Archives quotidiennes : 6-octobre-2010

L’ENSEIGNEMENT

Puis un maître dit, Parle-nous de l’Enseignement.

Il répondit :

Que les écoles soient une usine à diplômes. C’est la nouvelle chaîne de Ford de la mondialisation.

Car pour le marché mondial on  ne vous demandera pas la profondeur de votre savoir, on demandera quels sont les habiletés des gens  de votre peuple.

Et vous êtes les fourmis de l’État. Vous devez être construit pour le bien de L’État. Fourmi rouge ou fourmi noire, peut importe. La sueur n’a pas de couleur.

On fera de Jean  un cuisinier ou de Paul  un  qui saura créer un toaster qui terminera sa vie à la millième toast. Et vous jetterez le toaster. Et quand tout le monde jettera son toaster il y aura quelqu’un pour l’enfuir. Dix ans plus tard, il y aura un type et bien des avocats pour dépoluer le réservoir à toasters.

Tout doit mourir. Et s’il le faut, décidons quand.

L’étudiant sait-il ce qu’il apprend? Ce qui est bon pour tout le monde est bon pour vous.

Ne vous acharnez pas à penser. Laissez-vous penser. Et quand on ornera vos bureaux d’un titre, vous vous direz : j’ai raison, je suis bien, je viens dans un château, je conduis une voiture construite là où j’aimerais aller. Mais c’est si loin que je dois prendre l’avion.

Enseignez que  dans le sommeil des  cerveaux endormis personne ne pourra  distinguer savoir et sagesse.

Qui a besoin de sagesse?

La vache sait-elle qu’elle appartient à un troupeau? Si elle le savait, donnerait-elle tout son lait?

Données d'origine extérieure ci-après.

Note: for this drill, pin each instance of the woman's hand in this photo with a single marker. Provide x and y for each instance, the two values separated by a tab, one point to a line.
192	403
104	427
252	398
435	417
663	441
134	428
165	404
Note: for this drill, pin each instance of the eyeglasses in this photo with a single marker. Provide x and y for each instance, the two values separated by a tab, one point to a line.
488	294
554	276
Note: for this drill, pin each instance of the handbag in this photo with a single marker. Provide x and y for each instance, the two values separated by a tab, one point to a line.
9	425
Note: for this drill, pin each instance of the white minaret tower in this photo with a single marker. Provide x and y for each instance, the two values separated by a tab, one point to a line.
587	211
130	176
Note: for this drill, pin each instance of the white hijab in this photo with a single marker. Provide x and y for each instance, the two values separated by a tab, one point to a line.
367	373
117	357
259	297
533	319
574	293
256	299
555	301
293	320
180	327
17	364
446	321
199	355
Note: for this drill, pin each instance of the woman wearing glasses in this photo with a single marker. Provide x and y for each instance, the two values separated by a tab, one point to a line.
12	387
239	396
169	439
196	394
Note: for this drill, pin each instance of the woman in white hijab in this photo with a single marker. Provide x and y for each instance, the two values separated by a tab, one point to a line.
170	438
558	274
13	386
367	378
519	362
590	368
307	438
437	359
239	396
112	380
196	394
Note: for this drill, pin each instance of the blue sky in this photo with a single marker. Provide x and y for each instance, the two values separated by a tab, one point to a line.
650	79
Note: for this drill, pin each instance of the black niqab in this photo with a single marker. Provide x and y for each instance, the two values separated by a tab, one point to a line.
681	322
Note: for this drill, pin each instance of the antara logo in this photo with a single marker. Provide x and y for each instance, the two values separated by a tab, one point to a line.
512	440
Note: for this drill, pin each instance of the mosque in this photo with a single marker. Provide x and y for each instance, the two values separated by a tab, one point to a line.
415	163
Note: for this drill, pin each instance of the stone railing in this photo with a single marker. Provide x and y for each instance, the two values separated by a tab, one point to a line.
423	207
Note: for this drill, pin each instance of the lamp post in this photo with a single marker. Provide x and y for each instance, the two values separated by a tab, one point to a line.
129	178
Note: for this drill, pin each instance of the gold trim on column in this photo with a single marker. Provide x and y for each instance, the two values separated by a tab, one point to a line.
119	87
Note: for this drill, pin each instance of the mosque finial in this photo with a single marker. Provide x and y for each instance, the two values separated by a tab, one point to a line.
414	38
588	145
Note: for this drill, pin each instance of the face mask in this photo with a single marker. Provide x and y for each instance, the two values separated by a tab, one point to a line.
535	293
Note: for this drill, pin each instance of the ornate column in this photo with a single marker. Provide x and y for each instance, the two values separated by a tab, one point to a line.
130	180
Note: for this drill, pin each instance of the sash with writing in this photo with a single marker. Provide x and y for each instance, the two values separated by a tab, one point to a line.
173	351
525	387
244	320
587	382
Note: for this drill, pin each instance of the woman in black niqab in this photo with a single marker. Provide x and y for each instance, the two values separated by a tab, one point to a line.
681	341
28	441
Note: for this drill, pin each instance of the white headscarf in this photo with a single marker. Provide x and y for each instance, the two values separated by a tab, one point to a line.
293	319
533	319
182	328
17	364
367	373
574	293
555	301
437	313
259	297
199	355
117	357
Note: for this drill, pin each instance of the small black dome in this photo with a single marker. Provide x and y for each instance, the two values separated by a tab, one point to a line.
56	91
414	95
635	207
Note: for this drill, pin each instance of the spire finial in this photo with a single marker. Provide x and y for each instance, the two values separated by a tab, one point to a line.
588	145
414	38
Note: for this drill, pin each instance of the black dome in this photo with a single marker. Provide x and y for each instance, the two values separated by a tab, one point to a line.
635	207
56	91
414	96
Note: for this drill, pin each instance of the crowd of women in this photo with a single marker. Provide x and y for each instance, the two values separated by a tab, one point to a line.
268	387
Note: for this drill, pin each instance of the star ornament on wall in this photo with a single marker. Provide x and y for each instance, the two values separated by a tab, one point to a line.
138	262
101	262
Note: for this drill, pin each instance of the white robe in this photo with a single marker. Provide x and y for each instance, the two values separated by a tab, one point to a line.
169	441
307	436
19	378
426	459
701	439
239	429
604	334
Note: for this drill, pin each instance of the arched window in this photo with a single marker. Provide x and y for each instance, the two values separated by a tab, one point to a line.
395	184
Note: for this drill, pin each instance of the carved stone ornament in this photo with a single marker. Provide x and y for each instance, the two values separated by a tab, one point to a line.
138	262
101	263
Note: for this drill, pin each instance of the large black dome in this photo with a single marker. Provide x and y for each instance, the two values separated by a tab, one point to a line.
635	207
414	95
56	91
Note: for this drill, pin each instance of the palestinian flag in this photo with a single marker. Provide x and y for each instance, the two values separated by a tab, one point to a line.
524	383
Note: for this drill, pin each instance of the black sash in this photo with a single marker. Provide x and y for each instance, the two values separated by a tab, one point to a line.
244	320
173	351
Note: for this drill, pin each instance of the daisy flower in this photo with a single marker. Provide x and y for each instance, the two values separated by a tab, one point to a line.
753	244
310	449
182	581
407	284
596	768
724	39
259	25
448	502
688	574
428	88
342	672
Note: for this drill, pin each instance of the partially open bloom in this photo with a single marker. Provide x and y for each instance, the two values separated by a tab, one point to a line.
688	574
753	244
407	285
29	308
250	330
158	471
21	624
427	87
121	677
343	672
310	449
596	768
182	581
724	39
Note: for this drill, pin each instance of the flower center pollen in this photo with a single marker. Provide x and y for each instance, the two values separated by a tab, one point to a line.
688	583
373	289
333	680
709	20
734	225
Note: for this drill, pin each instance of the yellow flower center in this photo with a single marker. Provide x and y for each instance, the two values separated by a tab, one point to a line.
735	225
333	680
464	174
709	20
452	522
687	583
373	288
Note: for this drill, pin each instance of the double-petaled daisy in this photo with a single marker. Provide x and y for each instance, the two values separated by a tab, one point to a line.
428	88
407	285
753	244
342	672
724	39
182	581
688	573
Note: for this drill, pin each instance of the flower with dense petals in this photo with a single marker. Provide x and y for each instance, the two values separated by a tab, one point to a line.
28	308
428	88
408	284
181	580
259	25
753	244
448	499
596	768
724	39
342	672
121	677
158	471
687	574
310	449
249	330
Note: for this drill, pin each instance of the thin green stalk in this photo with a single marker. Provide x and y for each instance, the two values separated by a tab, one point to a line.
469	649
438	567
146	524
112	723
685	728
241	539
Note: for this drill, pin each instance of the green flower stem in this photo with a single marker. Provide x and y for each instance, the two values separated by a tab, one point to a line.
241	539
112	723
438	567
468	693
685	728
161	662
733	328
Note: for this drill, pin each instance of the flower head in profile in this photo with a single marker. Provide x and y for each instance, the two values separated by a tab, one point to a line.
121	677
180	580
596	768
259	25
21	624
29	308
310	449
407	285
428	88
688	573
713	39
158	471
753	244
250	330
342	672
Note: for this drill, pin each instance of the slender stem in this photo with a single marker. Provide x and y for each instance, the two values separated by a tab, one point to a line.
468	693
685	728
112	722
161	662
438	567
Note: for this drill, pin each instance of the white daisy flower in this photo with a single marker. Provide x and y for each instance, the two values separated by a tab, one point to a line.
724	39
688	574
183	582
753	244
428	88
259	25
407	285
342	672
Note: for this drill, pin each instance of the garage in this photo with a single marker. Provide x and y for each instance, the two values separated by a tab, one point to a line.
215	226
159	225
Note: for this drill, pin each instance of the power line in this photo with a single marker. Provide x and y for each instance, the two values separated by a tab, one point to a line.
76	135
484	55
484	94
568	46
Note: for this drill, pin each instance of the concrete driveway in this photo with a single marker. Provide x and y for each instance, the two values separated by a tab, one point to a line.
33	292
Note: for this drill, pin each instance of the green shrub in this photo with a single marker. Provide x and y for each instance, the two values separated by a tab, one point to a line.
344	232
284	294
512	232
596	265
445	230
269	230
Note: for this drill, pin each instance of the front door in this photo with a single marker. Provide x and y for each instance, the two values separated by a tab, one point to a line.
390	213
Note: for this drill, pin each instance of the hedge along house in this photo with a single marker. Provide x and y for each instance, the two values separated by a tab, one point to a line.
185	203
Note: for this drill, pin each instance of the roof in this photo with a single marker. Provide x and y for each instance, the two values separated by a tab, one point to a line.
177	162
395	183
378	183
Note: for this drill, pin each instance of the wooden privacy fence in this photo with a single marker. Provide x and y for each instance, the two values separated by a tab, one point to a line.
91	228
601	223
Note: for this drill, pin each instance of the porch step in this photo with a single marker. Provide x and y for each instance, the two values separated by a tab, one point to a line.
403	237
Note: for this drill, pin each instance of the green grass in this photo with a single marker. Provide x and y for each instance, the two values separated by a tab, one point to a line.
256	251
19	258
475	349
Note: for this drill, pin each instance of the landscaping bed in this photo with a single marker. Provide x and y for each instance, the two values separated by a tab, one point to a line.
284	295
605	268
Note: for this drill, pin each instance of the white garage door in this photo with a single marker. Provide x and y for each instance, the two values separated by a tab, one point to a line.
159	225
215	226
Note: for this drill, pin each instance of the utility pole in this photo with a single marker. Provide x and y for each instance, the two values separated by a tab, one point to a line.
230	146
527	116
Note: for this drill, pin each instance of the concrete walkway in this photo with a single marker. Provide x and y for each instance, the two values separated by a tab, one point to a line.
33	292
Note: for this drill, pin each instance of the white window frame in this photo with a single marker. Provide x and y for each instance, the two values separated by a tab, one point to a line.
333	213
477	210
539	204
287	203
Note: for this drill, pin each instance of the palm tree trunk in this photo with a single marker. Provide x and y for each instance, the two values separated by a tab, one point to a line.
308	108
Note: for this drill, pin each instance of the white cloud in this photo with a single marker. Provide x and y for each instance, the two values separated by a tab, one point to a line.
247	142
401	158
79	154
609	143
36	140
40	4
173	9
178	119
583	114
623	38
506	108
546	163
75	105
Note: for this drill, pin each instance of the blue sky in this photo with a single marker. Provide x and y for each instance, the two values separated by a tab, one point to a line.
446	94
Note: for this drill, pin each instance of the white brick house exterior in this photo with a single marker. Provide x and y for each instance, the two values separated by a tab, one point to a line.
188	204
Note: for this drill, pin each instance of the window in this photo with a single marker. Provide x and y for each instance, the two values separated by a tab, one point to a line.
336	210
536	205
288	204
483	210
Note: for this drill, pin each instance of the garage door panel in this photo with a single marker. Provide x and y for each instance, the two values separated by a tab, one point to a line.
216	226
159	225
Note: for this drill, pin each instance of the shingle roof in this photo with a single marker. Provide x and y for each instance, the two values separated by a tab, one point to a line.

L’enseignant apprend à ses étudiants à vendre le lait plus cher que la vache.

La vache s’en plaint-elle?

Garder une vache pour se nourrir est bien, mais engager quelqu’un pour traire mille vaches est mieux.

L’enseignant dira : vous dormez mal? Vos draps sont-ils adéquats?

L’enseignant dira : vous dormez mal?

Qui a dit que seulement les voitures pouvaient être construites en chaîne?

En vérité, celui qui sait enseigner sait combien de vaches, de dindes et d’avocats, de cuisiniers, de vendeurs d’assurance et de comptables sont nécessaires à L’État.

On vous fera suer comme les fleurs aux matins de rosée. Et c’est bien ainsi. La lavette tordue est celle qui termine le lavage de l’assiette.

Vous ferez plaisir au propriétaire des usines d’assiettes.

Et quand vous serez vide de vos nerfs, vous apprendrez à haïr ou à être indifférents aux autres.

Le fer ne s’aiguise que par le fer.

Vous deviendrez sec comme une poudre à pâte. Mais l’eau de nos dirigeants fera gonfler la Pâte. Vous serez quelqu’un parmi personne.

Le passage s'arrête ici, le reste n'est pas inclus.